Prior to the May 8, 2019 National and provincial elections, the Association for Free Research and International cooperation positively reacted to the invitation from the South African government to observe the historic polls. As such, AFRIC deployed a total of 20 observers from Africa, Europe and Asia to all the nine provinces which are Limpopo, KwaZulu-Natal, Gauteng, North West, Mpumlanga, Free State, Northern Cape, Eastern Cape and Western Cape. Thus, their presence in all parts of the national territory made them to come out with a precise and factual conclusion of how the voting process unfolded. Without being lopsided, the role played by AFRIC observer mission and other missions in the Republic of South Africa was highly commended by South Africa’s Independent Electoral Commission. The IEC stated ‘’observers, both domestic and International play a crucial role in ensuring that the 2019 National and Provincial Elections are transparent, free and fair, and that the outcome is accepted by voters, political parties and candidates.’’

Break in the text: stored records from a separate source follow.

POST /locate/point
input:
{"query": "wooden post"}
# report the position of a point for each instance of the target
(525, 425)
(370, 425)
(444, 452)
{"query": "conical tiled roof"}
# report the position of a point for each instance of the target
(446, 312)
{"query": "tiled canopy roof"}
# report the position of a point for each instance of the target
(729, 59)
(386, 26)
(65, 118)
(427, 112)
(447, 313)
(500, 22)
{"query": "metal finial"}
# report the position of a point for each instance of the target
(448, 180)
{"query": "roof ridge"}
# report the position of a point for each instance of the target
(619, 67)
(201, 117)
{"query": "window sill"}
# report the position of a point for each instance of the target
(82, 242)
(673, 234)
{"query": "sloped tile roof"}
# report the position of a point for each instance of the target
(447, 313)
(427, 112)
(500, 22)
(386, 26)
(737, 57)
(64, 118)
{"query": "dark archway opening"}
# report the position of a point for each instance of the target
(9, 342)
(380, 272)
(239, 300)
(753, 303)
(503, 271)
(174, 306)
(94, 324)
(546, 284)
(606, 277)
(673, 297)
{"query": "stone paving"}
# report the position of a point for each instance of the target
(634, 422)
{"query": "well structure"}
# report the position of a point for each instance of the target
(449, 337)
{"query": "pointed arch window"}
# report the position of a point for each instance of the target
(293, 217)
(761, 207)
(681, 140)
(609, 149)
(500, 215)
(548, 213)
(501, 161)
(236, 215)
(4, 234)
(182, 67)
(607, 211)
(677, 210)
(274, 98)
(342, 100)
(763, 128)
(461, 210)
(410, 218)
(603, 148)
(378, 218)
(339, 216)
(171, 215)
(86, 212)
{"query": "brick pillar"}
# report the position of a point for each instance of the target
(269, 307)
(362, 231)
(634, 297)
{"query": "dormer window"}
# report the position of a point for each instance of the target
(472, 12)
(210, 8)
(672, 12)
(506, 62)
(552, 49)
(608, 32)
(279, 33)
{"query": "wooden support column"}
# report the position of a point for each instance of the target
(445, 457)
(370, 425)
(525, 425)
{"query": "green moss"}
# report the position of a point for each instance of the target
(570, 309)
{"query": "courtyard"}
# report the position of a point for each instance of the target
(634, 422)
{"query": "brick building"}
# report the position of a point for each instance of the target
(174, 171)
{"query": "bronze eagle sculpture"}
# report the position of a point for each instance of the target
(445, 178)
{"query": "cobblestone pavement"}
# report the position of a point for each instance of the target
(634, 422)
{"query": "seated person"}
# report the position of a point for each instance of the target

Statements from observer Groups
Maintaining neutrality, like other observer groups (AU, SADC etc.), AFRIC observers described the May 8 National and Provincial elections in South Africa as largely transparent, Free and fair. Clifftin Ellis, one of AFRIC’s coordinators said “What we’ve seen so far in these elections is a process that’s highly credible.” All the observer groups applauded the IEC for the high degree of professionalism in the organization of the polls. Head of the AU observer mission former Tanzanian president Kikwete noted that South Africa’s democracy has come of age, thus, affirming that South Africa is a model of democracy in Africa.
Even though, the electoral process was highly hailed, some lapses were equally noted by these observer groups including AFRIC.
-The youthful population did not fully engage in the electoral process. Reports revealed that over 6 million South African Youths did not register to vote.
-Some polling stations didn’t open on time
-malfunctioning of the scanner in some polling stations
In spite of the above challenges, the whole election process was void of violence or major incidents that could become a cause for concern. But disgruntled political parties have vowed to challenge the election results in court, something that has been highly appraised by the observer groups. As per AU observer head, challenging elections through a legal way shows a high level of maturity. About 26 million South Africans cast their ballots on Election Day.
The Political party that emerges victorious and occupies the largest seats in the country’s 400 member National Assembly, will intend elect a new president that will head the Southern African Nation for the next five years. The new government will have to deal with the recurrent xenophobic attacks which have tainted South Africa’s image and also tackle youth unemployment, among other things.
Since the end of apartheid in 1994, the African National Congress has been at the helm of the Republic of South Africa’s Presidency with Nelson Mandela as its first president. However, the party has witnessed a sharp drop in recent times due to the corruption scandal that rocked former president Jacob Zuma. This caused his abrupt resignation in 2018. Many thus see the 2019 polls as a test for the ruling party.